Billet d’humeur n°23 - 3 novembre 2004
Tu ne jugeras pas !
Tu es dans l'erreur.
Tu t'illusionnes, ouvre donc les yeux, …"
Malgré mille et une paroles différentes, c'est toujours la même chanson : Tu, Tu, Tu … c'est la chanson du Tu qui tue !
Tes qualificatifs me disqualifient. Crois-tu vraiment que je vais faire mien ce portrait robot que tu dresses de moi ? J'ai plutôt envie de t'envoyer en retour :
"Mais pour qui te prends-tu pour me dire qui je suis et ce que je dois faire ? Je sens aussi une envie irrépressible de me justifier, me défendre, et t'accuser des mêmes travers"
Mais je n'en ferai rien car ce serait engager avec toi une partie de ping-pong sans fin.

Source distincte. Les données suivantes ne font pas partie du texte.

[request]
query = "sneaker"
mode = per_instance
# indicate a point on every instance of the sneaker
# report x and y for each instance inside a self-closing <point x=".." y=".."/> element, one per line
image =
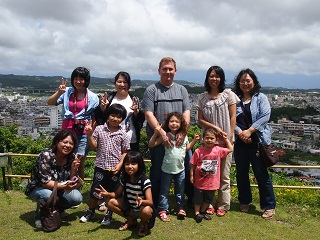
<point x="64" y="214"/>
<point x="87" y="217"/>
<point x="106" y="221"/>
<point x="38" y="224"/>
<point x="268" y="214"/>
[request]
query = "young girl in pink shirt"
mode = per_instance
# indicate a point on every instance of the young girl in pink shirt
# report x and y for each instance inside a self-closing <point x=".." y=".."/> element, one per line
<point x="205" y="171"/>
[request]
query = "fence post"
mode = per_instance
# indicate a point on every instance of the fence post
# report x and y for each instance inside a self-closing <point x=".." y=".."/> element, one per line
<point x="10" y="186"/>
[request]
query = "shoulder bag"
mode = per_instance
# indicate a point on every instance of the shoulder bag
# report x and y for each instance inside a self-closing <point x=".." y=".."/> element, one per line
<point x="268" y="153"/>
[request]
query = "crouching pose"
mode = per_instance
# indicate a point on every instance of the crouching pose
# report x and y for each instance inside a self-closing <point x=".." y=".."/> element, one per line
<point x="133" y="197"/>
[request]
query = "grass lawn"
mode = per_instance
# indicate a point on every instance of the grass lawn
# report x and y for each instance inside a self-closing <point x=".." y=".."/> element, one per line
<point x="290" y="222"/>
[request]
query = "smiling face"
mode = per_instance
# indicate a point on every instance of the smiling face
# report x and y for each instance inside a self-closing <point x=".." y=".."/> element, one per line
<point x="246" y="84"/>
<point x="121" y="85"/>
<point x="79" y="83"/>
<point x="131" y="169"/>
<point x="174" y="124"/>
<point x="65" y="146"/>
<point x="114" y="121"/>
<point x="209" y="140"/>
<point x="167" y="72"/>
<point x="214" y="80"/>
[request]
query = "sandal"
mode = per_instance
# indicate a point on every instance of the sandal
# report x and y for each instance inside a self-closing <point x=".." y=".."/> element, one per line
<point x="244" y="208"/>
<point x="210" y="211"/>
<point x="102" y="207"/>
<point x="221" y="212"/>
<point x="268" y="214"/>
<point x="199" y="217"/>
<point x="163" y="216"/>
<point x="127" y="226"/>
<point x="182" y="213"/>
<point x="143" y="230"/>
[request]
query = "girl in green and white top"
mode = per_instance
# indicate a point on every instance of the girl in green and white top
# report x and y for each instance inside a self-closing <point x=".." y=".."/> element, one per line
<point x="173" y="163"/>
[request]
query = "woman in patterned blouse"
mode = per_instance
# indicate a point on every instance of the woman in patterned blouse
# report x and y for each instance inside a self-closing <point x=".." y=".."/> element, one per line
<point x="56" y="163"/>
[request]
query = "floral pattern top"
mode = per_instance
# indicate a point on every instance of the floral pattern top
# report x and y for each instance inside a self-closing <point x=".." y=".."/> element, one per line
<point x="46" y="169"/>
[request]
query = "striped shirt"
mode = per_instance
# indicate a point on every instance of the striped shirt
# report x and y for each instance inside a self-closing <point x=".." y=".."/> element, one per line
<point x="110" y="146"/>
<point x="162" y="100"/>
<point x="132" y="189"/>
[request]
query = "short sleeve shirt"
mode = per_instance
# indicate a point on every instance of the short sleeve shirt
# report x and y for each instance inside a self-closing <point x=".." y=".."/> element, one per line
<point x="162" y="100"/>
<point x="110" y="146"/>
<point x="216" y="111"/>
<point x="207" y="167"/>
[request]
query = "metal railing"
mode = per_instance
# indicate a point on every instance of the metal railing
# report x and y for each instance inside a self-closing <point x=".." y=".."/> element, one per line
<point x="10" y="174"/>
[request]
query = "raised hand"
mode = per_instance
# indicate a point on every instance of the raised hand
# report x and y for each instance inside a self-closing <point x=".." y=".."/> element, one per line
<point x="103" y="101"/>
<point x="196" y="137"/>
<point x="63" y="86"/>
<point x="88" y="128"/>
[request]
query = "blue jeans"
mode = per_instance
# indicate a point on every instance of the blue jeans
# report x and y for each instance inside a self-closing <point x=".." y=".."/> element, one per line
<point x="243" y="158"/>
<point x="166" y="180"/>
<point x="156" y="156"/>
<point x="66" y="201"/>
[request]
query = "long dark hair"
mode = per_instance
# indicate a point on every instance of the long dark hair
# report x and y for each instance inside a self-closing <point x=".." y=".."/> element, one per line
<point x="219" y="71"/>
<point x="134" y="157"/>
<point x="83" y="73"/>
<point x="62" y="135"/>
<point x="236" y="84"/>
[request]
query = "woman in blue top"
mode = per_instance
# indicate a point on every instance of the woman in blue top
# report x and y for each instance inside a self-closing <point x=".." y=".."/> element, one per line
<point x="78" y="106"/>
<point x="253" y="114"/>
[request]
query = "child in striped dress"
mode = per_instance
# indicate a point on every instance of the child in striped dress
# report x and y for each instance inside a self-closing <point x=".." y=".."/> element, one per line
<point x="133" y="197"/>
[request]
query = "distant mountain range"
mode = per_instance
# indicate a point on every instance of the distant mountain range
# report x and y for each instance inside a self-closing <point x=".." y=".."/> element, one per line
<point x="52" y="82"/>
<point x="43" y="82"/>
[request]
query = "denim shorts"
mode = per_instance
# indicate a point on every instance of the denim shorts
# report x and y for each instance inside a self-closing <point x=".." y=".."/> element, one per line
<point x="83" y="146"/>
<point x="201" y="196"/>
<point x="106" y="179"/>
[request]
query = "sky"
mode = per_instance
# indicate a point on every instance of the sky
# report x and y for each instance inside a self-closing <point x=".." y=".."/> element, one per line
<point x="278" y="40"/>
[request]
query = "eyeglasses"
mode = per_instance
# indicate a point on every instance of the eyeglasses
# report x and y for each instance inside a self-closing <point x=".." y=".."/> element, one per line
<point x="247" y="81"/>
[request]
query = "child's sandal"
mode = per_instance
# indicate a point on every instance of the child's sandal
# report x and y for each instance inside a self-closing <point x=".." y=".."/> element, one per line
<point x="163" y="216"/>
<point x="127" y="226"/>
<point x="143" y="230"/>
<point x="182" y="213"/>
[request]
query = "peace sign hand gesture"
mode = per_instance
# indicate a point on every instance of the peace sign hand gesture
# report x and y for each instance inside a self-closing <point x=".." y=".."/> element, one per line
<point x="135" y="105"/>
<point x="62" y="88"/>
<point x="88" y="128"/>
<point x="103" y="101"/>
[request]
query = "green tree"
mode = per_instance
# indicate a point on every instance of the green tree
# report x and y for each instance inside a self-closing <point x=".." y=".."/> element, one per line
<point x="8" y="135"/>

Sur le Forum public de Mérelle, ces échanges d'invectives sont pénibles. Usant pour les protagonistes, usant pour les spectateurs qui ne sont pas là pour ça … à moins que, contagion aidant, ils ne se laissent eux-mêmes aspirer dans le tourbillon infernal des "je t'aime, moi non plus", des projections de l'ombre, des autoreprésentations du moi, des belles images que le moi se fait de lui-même pour s'affirmer en se différenciant de son ombre. L'expérience est instructive, … à condition d'en sortir !
Qu'est-ce qui se joue là ? Rien d'autre, semble-t-il, que le processus même de construction conjointe du moi et de l'ombre, processus constant à l'oeuvre depuis ma naissance. En simplifiant à l'extrême, cette double construction, se réduit à un mode binaire :
ça je ne prends pas : c'est pas moi.
Ce que je ne prends pas ou que je rejette chez l'autre, les modalités que je n'exploite pas chez moi se constellent et forment l'ombre. Ces éléments de ma personnalité se trouvent alors relégués dans mon inconscient.
Ce que je retiens constitue une autre constellation, c'est le moi (conscient). Jung en vient ainsi à dire que le moi n'existe pas : c'est une construction imaginaire, un complexe.
Ainsi, quand je vois si bien ce qui cloche chez l'autre et que cela me touche au point d'éprouver le besoin de le lui reprocher - de surcroît sur un forum public - c'est que je suis en résonance avec ces aspects de lui que je fustige. Et ce qui résonne en moi n'est autre que mon ombre dont habituellement je n'ai pas conscience. Cette ombre m'est ainsi "révélée" par le comportement de l'autre qui m'irrite ou me déplaît. La personne que j'invective - parfois même en prétendant que c'est pour son bien - ne se trouve pas sur le chemin de mes injures par pur hasard. Il y a aussi résonance entre son ombre et un aspect particulier de moi...
Ces "révélations" de composantes de mon ombre à travers leur projection sur autrui peuvent être autant d'occasions pour moi de mieux me connaître ... à la condition d'approcher au plus près ce qui est touché en moi et de sortir de l'illusion que je suis ce moi dont j'ai conscience, ce moi que j'ai construit en "éliminant" de ma conscience certains éléments de ma personnalité qui me gênent lorsque je les observe chez l'autre.
Simple exercice d'hygiène relationnelle, j'essaie d'utiliser le Je au lieu du Tu. J'essaie de parler à l'autre au lieu de parler de l'autre, de dire "je ressens telle ou telle chose en ta présence" au lieu de dire "tu es ceci ou tu es cela". Oui, j'essaie, même si cela peut paraître puéril. En fait, ça décale le sujet de la discussion : il n'est plus question de l'identité de l'autre, il s'agit désormais de mon propre ressenti.
Ce peu change beaucoup de choses car, ce faisant, j'ai retiré ma projection de son support. Je suis moi avec moi, je peux alors analyser ce qui fait que je ressens ceci ou cela. Je suis là en contact plus direct avec mon ombre et cette confrontation me conduit à reconsidérer et relativiser toutes les idées, toutes les belles images que je me fais de moi. Et, d'étape en étape, c'est une sorte de déconstruction personnelle qui s'opère. Le résultat en est l'émergence d'un moi minimal, fait de naturel, de simplicité, d'humilité et d'une certaine transparence. Ce qui s'en dégage, c'est une impression de plus grande humanité et d'authenticité opposée à tout m'as-tu-vu.
Le fait d'être capable de contenir en soi la tension des opposés donne force et solidité. On acquiert de la sorte une certaine épaisseur psychique et au bout du compte on devient entier et capable d'accueillir l'autre dans sa vérité.